Evaldo, autodidata da canção desde menino de calças curtas, nas feiras de Iguatu, fez brotar de seu violão verdadeiras pérolas musicais, da linhagem de “Brigas”, “O Trovador”, “Sentimental Demais”, “Conversa”, “Alguém Me Disse”, “A Noite e a Prece”, “Guarânia do Adeus”, “Que Queres Tu de Mim”, “Ninguém Chora por Mim”, “Dai-me um Luar” e centenas de outras maravilhas, a imensa maioria em parceria com o mago Jair Amorim, restando, sem o complemento dos versos, quase uma centena de melodias, pois Jair partiu em 1993, deixando o menestrel iguatuense atordoado, meio perdido, dada a sensação de vazio pela ausência do amigo de tantas criações, iniciadas com “Conversa”, em 1959, que tem registros de Hebe Camargo, Alaíde Costa, Elza Laranjeira, Cauby, o Professor, e Sílvio Silva, o “Garoto Assobiador”, primeiro a gravar “A Noite e a Prece”, retumbante sucesso de Evaldo, em letra de Almeida Rego, parceiro assíduo, anterior à Era Jair Amorim, com interpretação do antológico Trio Nagô, formado, em meados da década de 50, por Mário Alves, Epaminondas e o próprio Evaldo, poucos anos após radicar-se em Fortaleza para seguir sua vocação e seus sonhos, o trio, inclusive, gravando dezenas de músicas de sua autoria, com letras de Rego e, principalmente, de Jair.
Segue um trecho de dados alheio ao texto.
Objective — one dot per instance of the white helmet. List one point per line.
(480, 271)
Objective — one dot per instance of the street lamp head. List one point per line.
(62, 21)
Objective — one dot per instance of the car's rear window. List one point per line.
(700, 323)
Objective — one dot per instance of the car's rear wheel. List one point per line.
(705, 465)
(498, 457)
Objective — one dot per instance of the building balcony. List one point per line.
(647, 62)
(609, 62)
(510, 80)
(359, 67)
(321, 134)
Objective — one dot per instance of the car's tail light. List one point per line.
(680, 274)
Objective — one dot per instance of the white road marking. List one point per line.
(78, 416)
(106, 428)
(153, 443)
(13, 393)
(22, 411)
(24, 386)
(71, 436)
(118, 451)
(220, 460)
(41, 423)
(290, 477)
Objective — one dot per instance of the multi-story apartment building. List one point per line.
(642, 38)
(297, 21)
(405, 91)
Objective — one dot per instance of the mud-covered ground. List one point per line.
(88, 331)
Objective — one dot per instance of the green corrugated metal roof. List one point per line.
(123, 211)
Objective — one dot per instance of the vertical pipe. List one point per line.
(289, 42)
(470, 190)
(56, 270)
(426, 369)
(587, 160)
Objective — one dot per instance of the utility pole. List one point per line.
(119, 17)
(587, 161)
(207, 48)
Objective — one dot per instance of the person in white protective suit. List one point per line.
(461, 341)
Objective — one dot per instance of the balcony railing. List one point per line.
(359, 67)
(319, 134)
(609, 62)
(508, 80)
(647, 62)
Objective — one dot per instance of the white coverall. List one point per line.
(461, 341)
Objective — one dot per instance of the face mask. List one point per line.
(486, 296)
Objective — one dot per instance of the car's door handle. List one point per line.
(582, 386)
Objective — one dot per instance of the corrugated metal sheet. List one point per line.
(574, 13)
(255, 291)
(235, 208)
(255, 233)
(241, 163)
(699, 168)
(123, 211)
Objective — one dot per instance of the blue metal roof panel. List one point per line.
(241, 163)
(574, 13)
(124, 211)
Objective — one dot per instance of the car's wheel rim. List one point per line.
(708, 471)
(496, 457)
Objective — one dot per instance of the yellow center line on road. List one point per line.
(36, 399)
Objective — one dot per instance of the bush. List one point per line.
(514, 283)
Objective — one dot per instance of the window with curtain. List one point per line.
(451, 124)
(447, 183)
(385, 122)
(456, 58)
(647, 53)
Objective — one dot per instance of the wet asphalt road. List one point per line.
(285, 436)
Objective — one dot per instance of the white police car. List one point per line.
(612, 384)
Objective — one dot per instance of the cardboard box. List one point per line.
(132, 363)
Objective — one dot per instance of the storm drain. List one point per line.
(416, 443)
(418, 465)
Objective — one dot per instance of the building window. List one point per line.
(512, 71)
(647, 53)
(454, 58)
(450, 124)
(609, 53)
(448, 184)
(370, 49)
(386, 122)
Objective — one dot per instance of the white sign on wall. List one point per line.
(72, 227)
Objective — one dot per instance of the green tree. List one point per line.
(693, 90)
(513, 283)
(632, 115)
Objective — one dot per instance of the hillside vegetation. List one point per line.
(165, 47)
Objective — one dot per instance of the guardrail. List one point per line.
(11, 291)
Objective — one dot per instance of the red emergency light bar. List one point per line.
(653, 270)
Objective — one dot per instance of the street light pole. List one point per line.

Na condição de colecionador e pesquisador da obra de Evaldo Gouveia, estimo que, de sua lavra, foram vertidas para a MPB mais de 600 canções, que, juntas, mereceram mais de 1.500 gravações, várias delas regravadas sucessivamente, nas vozes dos mais renomados intérpretes nacionais, quiçá cumprindo à desolada Liduína, às autoridades e ao povo de Iguatu, através dos incontáveis amigos que Evaldo cultivou durante sua caminhada, o lançamento de um “songbook” com suas músicas, inclusive garimpando preciosidades pouco conhecidas ou que se perderam nas brumas do tempo.
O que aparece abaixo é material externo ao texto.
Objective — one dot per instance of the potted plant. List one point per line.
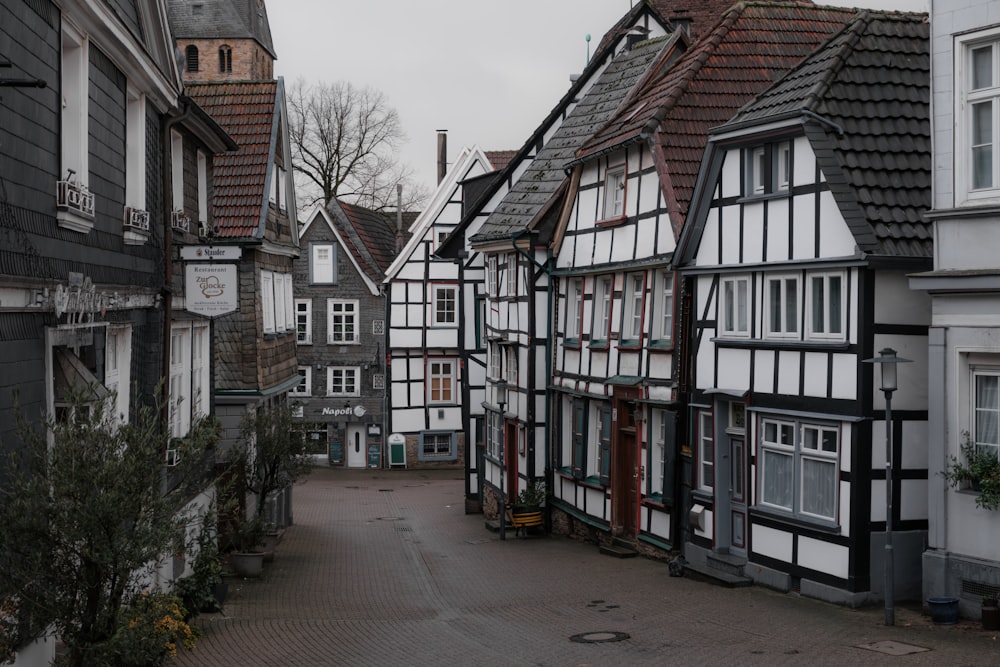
(531, 497)
(978, 469)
Evaldo e Jair compuseram joias musicais em, praticamente, todos os gêneros, demonstrando toda a sua versatilidade em inúmeros sambas, tangos, guarânias, baladas, fados, modinhas, serestas,  etc., não se restringindo ao bolero e ao samba-canção, tônica do repertório que, a partir da 1ª metade dos anos 60, consagraria o iniciante Altemar Dutra, com a formidável dupla, para surpresa da crítica mais elitizada, incursionando com desenvoltura até pela Bossa Nova, movimento então dominante, com “Samba Sem Pim-Pom” e “Garota Moderna”, “hit” celebrizado na ginga de Wilson Simonal.
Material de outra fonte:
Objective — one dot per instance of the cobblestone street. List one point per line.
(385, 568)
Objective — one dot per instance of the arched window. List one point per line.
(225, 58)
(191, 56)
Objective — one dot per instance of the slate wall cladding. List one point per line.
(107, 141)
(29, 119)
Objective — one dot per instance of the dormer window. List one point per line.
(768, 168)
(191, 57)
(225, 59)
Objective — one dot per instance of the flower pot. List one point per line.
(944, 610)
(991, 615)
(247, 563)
Altemar tornou-se o principal intérprete de Evaldo & Jair, de quem gravaria mais de 100 canções, sempre com 4 ou 5 inéditas por álbum, mas outras lendas da MPB passaram a priorizar a inclusão, em seus discos, de músicas que se incorporaram definitivamente à MPB, destacando-se o Professor, que, em 1965, lançaria o célebre “Cauby Peixoto Interpreta Evaldo Gouveia e Jair Amorim”, uma raridade avidamente disputada por colecionadores nos sebos do Rio e de São Paulo.

O próprio Evaldo, em 1975, estimulado pelo parceiro de anos seguidos de trabalho, deixaria sua marca de ótimo intérprete, brindando-nos com o álbum “Evaldo Gouveia Interpreta Evaldo Gouveia e Jair Amorim”, igualmente raríssimo, com a inserção de faixas inéditas, como “Deixa Prá Lá”, “Além de Nós” e “Canto de Amor ao Rio” (homenagem de Evaldo e Jair ao Rio de Janeiro), adicionadas aos clássicos em voga, do quilate de “O Conde” e “Tango Prá Tereza”, personalizados com maestria.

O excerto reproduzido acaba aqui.